CASH FLOW STATEMENT: Direct vs Indirect, Operating vs Investing vs Financing
- Graziano Stefanelli
- May 30
- 2 min read

The cash flow statement shows how cash moves in and out of a business across operating, investing, and financing activities.
It helps assess liquidity, solvency, and the company’s ability to generate cash.
1. Purpose of the Cash Flow Statement
The cash flow statement explains the actual cash generated or used during a reporting period.
It complements the income statement (which uses accruals) by revealing the company’s real-time cash position.

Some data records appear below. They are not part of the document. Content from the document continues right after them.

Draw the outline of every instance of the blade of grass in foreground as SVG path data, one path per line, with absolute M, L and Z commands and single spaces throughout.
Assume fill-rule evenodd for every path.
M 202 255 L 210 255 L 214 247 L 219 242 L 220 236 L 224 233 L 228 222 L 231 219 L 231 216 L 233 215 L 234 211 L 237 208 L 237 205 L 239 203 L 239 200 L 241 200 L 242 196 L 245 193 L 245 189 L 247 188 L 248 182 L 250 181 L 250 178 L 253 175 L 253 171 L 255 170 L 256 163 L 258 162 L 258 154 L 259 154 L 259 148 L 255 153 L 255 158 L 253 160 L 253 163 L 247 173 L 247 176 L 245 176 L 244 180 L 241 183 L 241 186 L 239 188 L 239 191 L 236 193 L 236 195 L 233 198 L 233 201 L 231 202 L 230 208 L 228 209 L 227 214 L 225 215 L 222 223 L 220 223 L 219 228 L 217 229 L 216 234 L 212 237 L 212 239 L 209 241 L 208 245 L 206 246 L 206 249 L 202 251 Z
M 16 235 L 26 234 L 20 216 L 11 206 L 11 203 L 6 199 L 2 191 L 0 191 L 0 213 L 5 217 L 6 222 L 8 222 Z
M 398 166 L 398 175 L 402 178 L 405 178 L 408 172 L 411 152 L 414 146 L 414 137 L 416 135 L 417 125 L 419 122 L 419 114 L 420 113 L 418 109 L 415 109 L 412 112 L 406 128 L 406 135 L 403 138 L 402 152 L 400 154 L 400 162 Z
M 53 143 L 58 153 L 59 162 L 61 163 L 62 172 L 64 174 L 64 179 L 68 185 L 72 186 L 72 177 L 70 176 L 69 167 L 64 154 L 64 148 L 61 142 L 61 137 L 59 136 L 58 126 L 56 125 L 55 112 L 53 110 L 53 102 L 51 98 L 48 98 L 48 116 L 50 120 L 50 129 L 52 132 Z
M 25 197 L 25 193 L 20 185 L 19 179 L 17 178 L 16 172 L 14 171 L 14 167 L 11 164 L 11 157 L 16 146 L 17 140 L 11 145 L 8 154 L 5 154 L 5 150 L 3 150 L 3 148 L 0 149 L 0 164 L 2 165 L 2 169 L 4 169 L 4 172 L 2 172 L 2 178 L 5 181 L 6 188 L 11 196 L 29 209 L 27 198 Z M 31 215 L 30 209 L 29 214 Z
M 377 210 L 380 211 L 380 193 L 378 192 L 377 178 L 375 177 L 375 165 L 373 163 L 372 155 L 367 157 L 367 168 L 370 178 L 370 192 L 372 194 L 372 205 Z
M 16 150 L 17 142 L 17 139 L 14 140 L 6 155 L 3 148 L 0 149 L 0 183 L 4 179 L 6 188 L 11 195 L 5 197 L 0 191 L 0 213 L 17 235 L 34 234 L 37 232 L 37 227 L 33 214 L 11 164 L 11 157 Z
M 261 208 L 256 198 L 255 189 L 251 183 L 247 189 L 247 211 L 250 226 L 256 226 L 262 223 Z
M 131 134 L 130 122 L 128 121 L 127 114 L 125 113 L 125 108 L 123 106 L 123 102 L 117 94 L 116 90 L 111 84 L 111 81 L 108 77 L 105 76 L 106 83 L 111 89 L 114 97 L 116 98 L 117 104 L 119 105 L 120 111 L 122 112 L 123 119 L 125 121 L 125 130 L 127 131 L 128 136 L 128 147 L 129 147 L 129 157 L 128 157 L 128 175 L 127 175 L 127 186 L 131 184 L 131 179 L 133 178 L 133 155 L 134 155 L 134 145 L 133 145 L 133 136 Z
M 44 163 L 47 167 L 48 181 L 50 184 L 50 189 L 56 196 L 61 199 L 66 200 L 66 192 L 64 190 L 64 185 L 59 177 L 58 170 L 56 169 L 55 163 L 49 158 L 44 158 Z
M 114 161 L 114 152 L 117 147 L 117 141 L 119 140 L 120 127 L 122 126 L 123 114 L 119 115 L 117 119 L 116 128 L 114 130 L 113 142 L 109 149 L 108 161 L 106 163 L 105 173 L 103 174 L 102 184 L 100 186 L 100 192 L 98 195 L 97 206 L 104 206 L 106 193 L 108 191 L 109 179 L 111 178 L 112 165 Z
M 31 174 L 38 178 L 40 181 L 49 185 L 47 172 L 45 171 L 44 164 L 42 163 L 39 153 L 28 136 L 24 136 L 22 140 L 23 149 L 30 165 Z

2. Three Sections of the Cash Flow Statement
Section | Includes |
Operating Activities | Cash from daily business operations (receipts from customers, payments to suppliers) |
Investing Activities | Cash from buying or selling long-term assets (e.g., equipment, investments) |
Financing Activities | Cash from loans, owner investments, dividends, or debt repayments |
3. Operating Activities – Direct vs Indirect Method
Direct Method:
Reports actual cash receipts and payments
Cash received from customers
Cash paid to suppliers/employees
Interest paid, taxes paid
Indirect Method (most common):
Starts with net income and adjusts for:
Non-cash items (depreciation, amortization)

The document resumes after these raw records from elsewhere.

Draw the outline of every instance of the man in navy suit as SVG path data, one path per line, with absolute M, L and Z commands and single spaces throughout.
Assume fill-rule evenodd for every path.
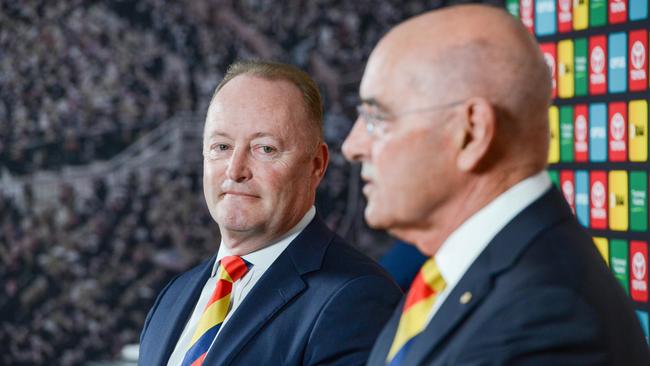
M 504 10 L 391 30 L 343 151 L 365 217 L 429 256 L 369 365 L 649 365 L 632 304 L 544 171 L 551 79 Z
M 316 214 L 328 149 L 315 83 L 289 65 L 232 65 L 203 151 L 221 246 L 158 296 L 139 364 L 364 364 L 401 292 Z

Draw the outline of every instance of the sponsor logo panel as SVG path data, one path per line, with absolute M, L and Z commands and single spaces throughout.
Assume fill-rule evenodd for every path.
M 648 0 L 630 0 L 629 10 L 630 20 L 646 19 L 648 17 Z
M 597 27 L 605 24 L 607 24 L 607 0 L 590 0 L 589 25 Z
M 607 229 L 607 173 L 592 171 L 589 176 L 589 222 L 593 229 Z
M 594 103 L 589 105 L 589 160 L 607 161 L 607 105 Z
M 626 231 L 628 228 L 628 181 L 627 171 L 609 172 L 609 228 Z
M 535 33 L 539 36 L 555 33 L 555 1 L 537 0 L 535 2 Z
M 630 32 L 628 42 L 628 81 L 630 91 L 643 91 L 648 87 L 648 31 Z
M 630 230 L 648 230 L 648 174 L 630 172 Z
M 648 102 L 633 100 L 629 104 L 630 161 L 648 161 Z
M 560 98 L 573 97 L 573 40 L 565 39 L 557 44 L 557 79 L 558 96 Z
M 648 243 L 630 241 L 630 296 L 648 302 Z
M 589 1 L 573 1 L 573 30 L 587 29 L 589 26 Z
M 627 160 L 627 105 L 609 104 L 609 161 Z
M 609 92 L 622 93 L 627 90 L 627 34 L 609 35 Z
M 574 92 L 576 96 L 587 95 L 589 89 L 588 54 L 589 47 L 586 38 L 573 41 L 574 52 Z
M 589 115 L 586 104 L 578 104 L 574 114 L 574 158 L 576 162 L 589 161 Z
M 607 92 L 607 38 L 589 38 L 589 94 Z
M 627 271 L 627 241 L 621 239 L 612 239 L 609 245 L 609 266 L 614 274 L 614 277 L 623 286 L 627 294 L 630 293 L 630 286 L 628 285 L 628 271 Z
M 573 107 L 560 107 L 560 161 L 573 162 Z
M 589 227 L 589 173 L 584 170 L 575 173 L 575 207 L 580 225 Z
M 556 106 L 548 109 L 548 123 L 551 139 L 548 146 L 548 162 L 560 161 L 560 112 Z
M 627 0 L 609 0 L 609 22 L 624 23 L 627 20 Z
M 557 30 L 560 33 L 573 30 L 573 0 L 557 0 Z

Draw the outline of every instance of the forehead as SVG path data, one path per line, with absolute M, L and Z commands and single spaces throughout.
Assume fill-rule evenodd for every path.
M 213 129 L 276 130 L 307 123 L 300 90 L 289 81 L 239 75 L 216 94 L 206 116 Z M 259 131 L 257 131 L 259 132 Z
M 393 110 L 419 103 L 423 80 L 418 78 L 422 78 L 425 67 L 415 56 L 393 44 L 380 44 L 364 70 L 359 88 L 361 100 Z

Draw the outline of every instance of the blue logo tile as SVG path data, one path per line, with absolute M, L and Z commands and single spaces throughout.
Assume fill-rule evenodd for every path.
M 607 161 L 607 106 L 594 103 L 589 106 L 589 160 Z
M 535 33 L 545 36 L 555 33 L 555 0 L 537 0 L 535 4 Z
M 630 20 L 648 17 L 648 0 L 630 0 Z
M 609 35 L 609 92 L 622 93 L 627 89 L 627 34 Z
M 589 227 L 589 173 L 576 171 L 576 216 L 578 222 Z

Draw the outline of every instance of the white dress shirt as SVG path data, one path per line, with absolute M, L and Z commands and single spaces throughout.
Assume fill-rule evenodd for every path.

Changes in working capital (receivables, payables, inventory)
Indirect method example (partial):
Net income: $50,000
Depreciation: $5,000– Increase in AR: ($4,000)

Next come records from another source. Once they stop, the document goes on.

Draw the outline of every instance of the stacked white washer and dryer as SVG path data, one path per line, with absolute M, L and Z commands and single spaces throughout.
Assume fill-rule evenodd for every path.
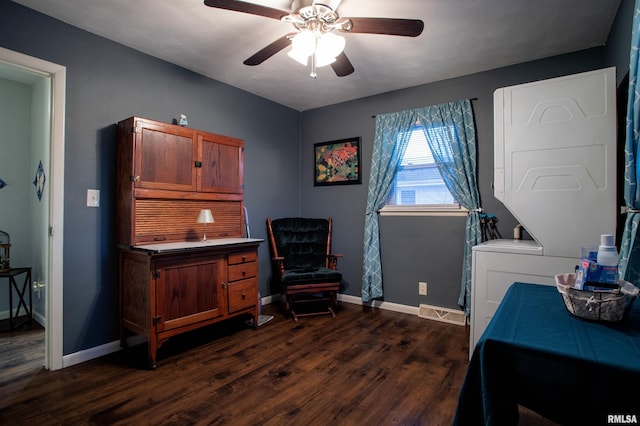
M 533 239 L 473 248 L 470 356 L 512 283 L 555 285 L 615 235 L 615 68 L 498 89 L 494 127 L 494 196 Z

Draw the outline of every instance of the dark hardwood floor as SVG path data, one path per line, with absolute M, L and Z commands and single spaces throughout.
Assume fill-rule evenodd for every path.
M 295 323 L 277 305 L 263 313 L 275 318 L 257 330 L 231 319 L 170 339 L 156 370 L 146 368 L 143 344 L 46 371 L 44 345 L 34 364 L 26 343 L 3 343 L 2 334 L 0 424 L 452 423 L 468 365 L 465 327 L 346 303 L 335 319 Z M 16 342 L 30 338 L 44 333 Z M 526 412 L 521 423 L 550 424 Z
M 0 320 L 0 395 L 8 395 L 11 383 L 37 374 L 44 366 L 44 328 L 32 321 L 14 331 L 8 329 L 9 320 Z

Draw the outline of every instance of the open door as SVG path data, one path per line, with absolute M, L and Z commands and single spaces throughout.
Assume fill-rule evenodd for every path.
M 50 79 L 49 105 L 43 106 L 50 116 L 47 133 L 49 146 L 46 148 L 49 172 L 46 174 L 48 206 L 45 214 L 45 237 L 43 256 L 46 272 L 45 294 L 45 367 L 51 370 L 63 368 L 62 348 L 62 265 L 63 265 L 63 223 L 64 223 L 64 113 L 66 68 L 38 58 L 0 48 L 0 62 L 40 74 Z M 43 154 L 44 155 L 44 154 Z

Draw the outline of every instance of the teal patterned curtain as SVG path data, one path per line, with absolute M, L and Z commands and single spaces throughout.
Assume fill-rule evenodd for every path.
M 476 183 L 476 130 L 471 102 L 463 100 L 422 108 L 418 116 L 442 180 L 455 199 L 469 210 L 458 298 L 458 304 L 469 315 L 471 248 L 482 242 L 480 195 Z
M 364 219 L 363 302 L 382 297 L 378 210 L 384 206 L 398 164 L 409 144 L 411 127 L 415 122 L 416 117 L 412 111 L 376 116 L 371 177 L 369 178 L 367 211 Z M 400 140 L 398 140 L 398 135 L 400 135 Z
M 624 145 L 624 200 L 627 220 L 620 247 L 620 278 L 640 287 L 640 163 L 638 163 L 638 139 L 640 138 L 640 0 L 636 0 L 631 33 L 631 55 L 629 61 L 629 101 L 627 104 L 627 137 Z
M 471 247 L 482 242 L 480 197 L 476 184 L 476 137 L 473 112 L 468 100 L 376 117 L 364 229 L 362 300 L 368 302 L 383 295 L 378 210 L 385 204 L 416 121 L 420 121 L 425 129 L 425 136 L 449 191 L 470 211 L 459 298 L 460 306 L 468 315 Z

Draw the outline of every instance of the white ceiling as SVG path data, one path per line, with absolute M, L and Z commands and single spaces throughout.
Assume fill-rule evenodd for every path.
M 343 0 L 341 17 L 421 19 L 416 38 L 346 34 L 355 68 L 318 78 L 286 55 L 243 61 L 289 23 L 203 0 L 14 0 L 76 27 L 299 111 L 605 44 L 620 0 Z M 291 0 L 252 0 L 290 10 Z

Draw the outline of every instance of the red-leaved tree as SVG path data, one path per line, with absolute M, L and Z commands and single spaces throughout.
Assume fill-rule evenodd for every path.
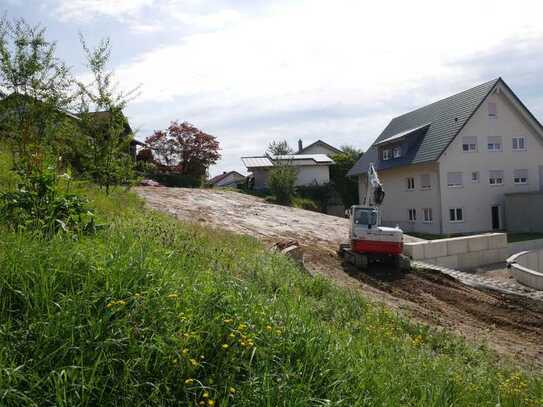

Increase in AP: $2,000= Net cash from operations: $53,000
4. Investing Activities
Captures cash used for long-term growth.
Typical items:
Purchase/sale of property, plant & equipment
Proceeds from sale of investments
Loans made to others
Example:
Purchase equipment: (30,000)
Sell investment: +10,000
Net cash used: (20,000)
5. Financing Activities
Shows how the business is financed by equity and debt.
Includes:
Proceeds from issuing stock or bonds
Loan repayments
Dividends paid
Example:
Issue stock: +25,000
Repay loan: (15,000)
Dividends paid: (5,000)Net cash from financing: +5,000
6. Final Structure of the Statement
Section | Amount |
Net cash from operating | +53,000 |
Net cash used in investing | –20,000 |
Net cash from financing | +5,000 |
Net change in cash | +38,000 |
Cash at beginning of year | 10,000 |
Cash at end of year | 48,000 |
7. Common Adjustments (Indirect Method)
Adjustment | Add / Subtract |
Depreciation | Add |
Increase in AR | Subtract |
Decrease in inventory | Add |
Increase in AP | Add |
Gain on asset sale | Subtract |
8. Disclosures
Companies must disclose:
Non-cash investing and financing (e.g., leases, stock-for-assets deals)
Interest and taxes paid (under direct method)
Significant policy choices for classification
Key take-aways
The cash flow statement shows how cash moves through operations, investments, and financing.
The indirect method is more common and starts with net income.
Understanding cash flow helps assess a company’s financial health beyond accounting profits.